The Bela Estate farmers have already been living precariously with climate change, their cultivation halted, no rehabilitation and under threat of evictions. The recent floods are just the latest in a series of losses.
“It takes Rs 20,000-25,000 to build a 10 x 10 ft jhuggi [makeshift home] for a family of four or five. The waterproofing sheet alone costs Rs 2,000. If we hire labour to build our homes, we have to pay Rs 500-700 per day. If we do it ourselves we lose our day’s earnings,” says Hiralal, who lives with his wife and four children, aged 17, 15, 10, and 8. Even bamboo poles cost Rs. 300 each, and he says he will require at least 20 of them. Displaced families are unsure as to who is going to compensate them for their losses.
Then there is the cost of replenishing livestock, many of which were lost in the floods. “A buffalo costs anything upwards of Rs 70,000. You have to feed it well for it to stay alive and give milk. A goat that we keep for daily milk requirements of our children and tea costs Rs 8,000-10,000 to buy,” he adds.
His neighbour Shanti Devi told PARI that after her husband lost his fight to be identified as a landowner and cultivator on the banks of the Yamuna, he sells kachoris on a bicycle but barely manages to make Rs 200-300 a day. “The police take Rs 1,500 per cycle every month whether you stand there for three days or 30 days,” she points out.

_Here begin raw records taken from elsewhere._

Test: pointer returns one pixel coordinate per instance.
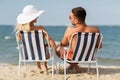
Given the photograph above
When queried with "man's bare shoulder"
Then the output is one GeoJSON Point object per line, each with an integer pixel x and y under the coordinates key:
{"type": "Point", "coordinates": [40, 27]}
{"type": "Point", "coordinates": [92, 29]}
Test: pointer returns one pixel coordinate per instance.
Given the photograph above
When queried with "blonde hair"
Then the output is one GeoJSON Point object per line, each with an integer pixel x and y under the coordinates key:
{"type": "Point", "coordinates": [21, 27]}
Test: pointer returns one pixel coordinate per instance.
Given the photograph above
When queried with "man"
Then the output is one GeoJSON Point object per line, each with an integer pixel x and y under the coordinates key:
{"type": "Point", "coordinates": [77, 18]}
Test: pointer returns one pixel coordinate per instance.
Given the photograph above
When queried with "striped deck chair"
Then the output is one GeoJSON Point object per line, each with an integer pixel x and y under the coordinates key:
{"type": "Point", "coordinates": [85, 50]}
{"type": "Point", "coordinates": [32, 48]}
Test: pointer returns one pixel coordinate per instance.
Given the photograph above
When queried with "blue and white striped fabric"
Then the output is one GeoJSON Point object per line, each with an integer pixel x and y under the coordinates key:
{"type": "Point", "coordinates": [85, 47]}
{"type": "Point", "coordinates": [33, 45]}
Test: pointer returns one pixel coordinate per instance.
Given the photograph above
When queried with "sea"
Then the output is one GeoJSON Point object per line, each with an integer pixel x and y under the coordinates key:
{"type": "Point", "coordinates": [109, 54]}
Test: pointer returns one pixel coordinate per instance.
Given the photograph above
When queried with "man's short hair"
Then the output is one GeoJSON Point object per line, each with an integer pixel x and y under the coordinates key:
{"type": "Point", "coordinates": [79, 13]}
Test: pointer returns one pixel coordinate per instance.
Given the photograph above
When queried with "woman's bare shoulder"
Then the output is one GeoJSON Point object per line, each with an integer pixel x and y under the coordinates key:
{"type": "Point", "coordinates": [93, 29]}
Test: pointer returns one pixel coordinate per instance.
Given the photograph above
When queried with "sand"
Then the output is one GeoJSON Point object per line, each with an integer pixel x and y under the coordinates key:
{"type": "Point", "coordinates": [10, 72]}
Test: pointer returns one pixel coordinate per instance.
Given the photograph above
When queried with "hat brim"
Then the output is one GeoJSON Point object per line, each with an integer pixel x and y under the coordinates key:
{"type": "Point", "coordinates": [23, 19]}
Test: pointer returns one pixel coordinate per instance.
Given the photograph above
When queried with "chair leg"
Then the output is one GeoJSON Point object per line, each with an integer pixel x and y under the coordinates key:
{"type": "Point", "coordinates": [97, 70]}
{"type": "Point", "coordinates": [25, 67]}
{"type": "Point", "coordinates": [52, 68]}
{"type": "Point", "coordinates": [88, 67]}
{"type": "Point", "coordinates": [64, 68]}
{"type": "Point", "coordinates": [19, 70]}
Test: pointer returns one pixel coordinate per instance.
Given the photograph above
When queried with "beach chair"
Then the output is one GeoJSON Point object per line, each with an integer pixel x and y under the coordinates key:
{"type": "Point", "coordinates": [85, 51]}
{"type": "Point", "coordinates": [32, 49]}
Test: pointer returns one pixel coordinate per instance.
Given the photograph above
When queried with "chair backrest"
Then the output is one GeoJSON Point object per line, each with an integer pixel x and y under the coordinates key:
{"type": "Point", "coordinates": [33, 45]}
{"type": "Point", "coordinates": [85, 46]}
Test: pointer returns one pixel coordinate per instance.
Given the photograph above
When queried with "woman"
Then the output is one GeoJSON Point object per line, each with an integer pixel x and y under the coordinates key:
{"type": "Point", "coordinates": [25, 22]}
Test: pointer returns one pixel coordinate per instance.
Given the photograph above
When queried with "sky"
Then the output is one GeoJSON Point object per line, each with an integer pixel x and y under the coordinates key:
{"type": "Point", "coordinates": [99, 12]}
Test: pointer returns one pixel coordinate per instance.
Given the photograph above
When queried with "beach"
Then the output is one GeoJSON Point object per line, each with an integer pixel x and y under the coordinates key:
{"type": "Point", "coordinates": [10, 72]}
{"type": "Point", "coordinates": [108, 57]}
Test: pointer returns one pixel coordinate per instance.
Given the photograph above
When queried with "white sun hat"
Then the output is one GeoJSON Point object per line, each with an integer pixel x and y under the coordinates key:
{"type": "Point", "coordinates": [29, 14]}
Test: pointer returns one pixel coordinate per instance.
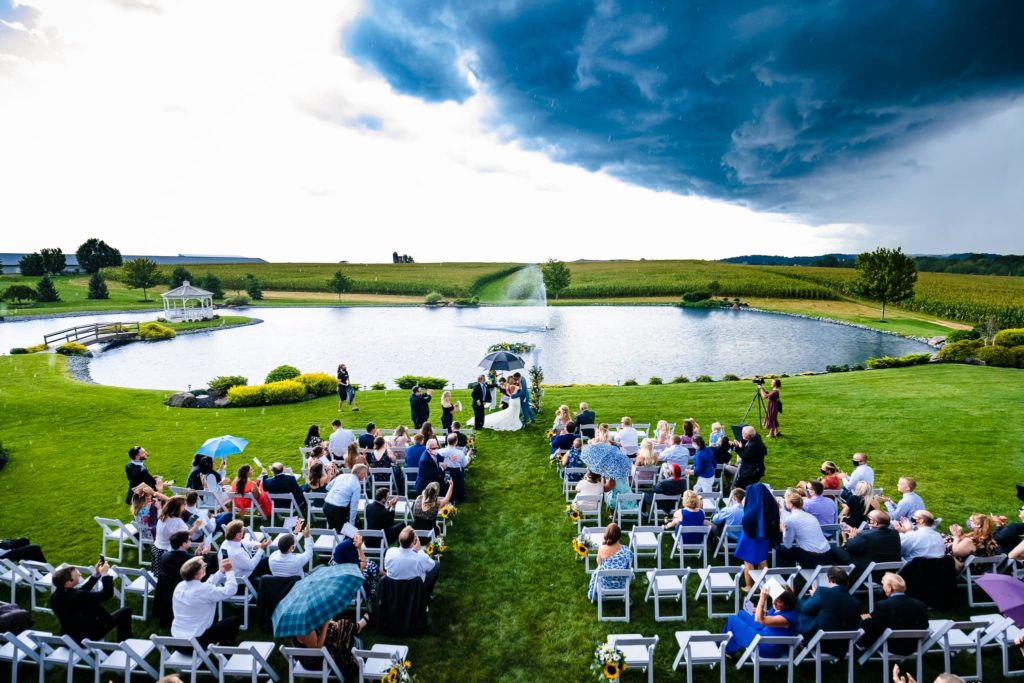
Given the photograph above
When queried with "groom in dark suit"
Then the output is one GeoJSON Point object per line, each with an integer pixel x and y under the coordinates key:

The flood waters have receded, but other dangers lurk: waterborne diseases like malaria, dengue, cholera, and typhoid pose a threat while over 100 cases of eye flu per day were being reported in the immediate aftermath in relief camps which have since been dismantled. Hiralal was nursing a red eye when we met him. He held up a pair of overpriced sunglasses: “These are worth 50 but sold for Rs 200 because of the demand.”
Speaking for the families who await the inadequate compensation, he adds with a wry smile, “The story is not new, people always profit from others’ pain.”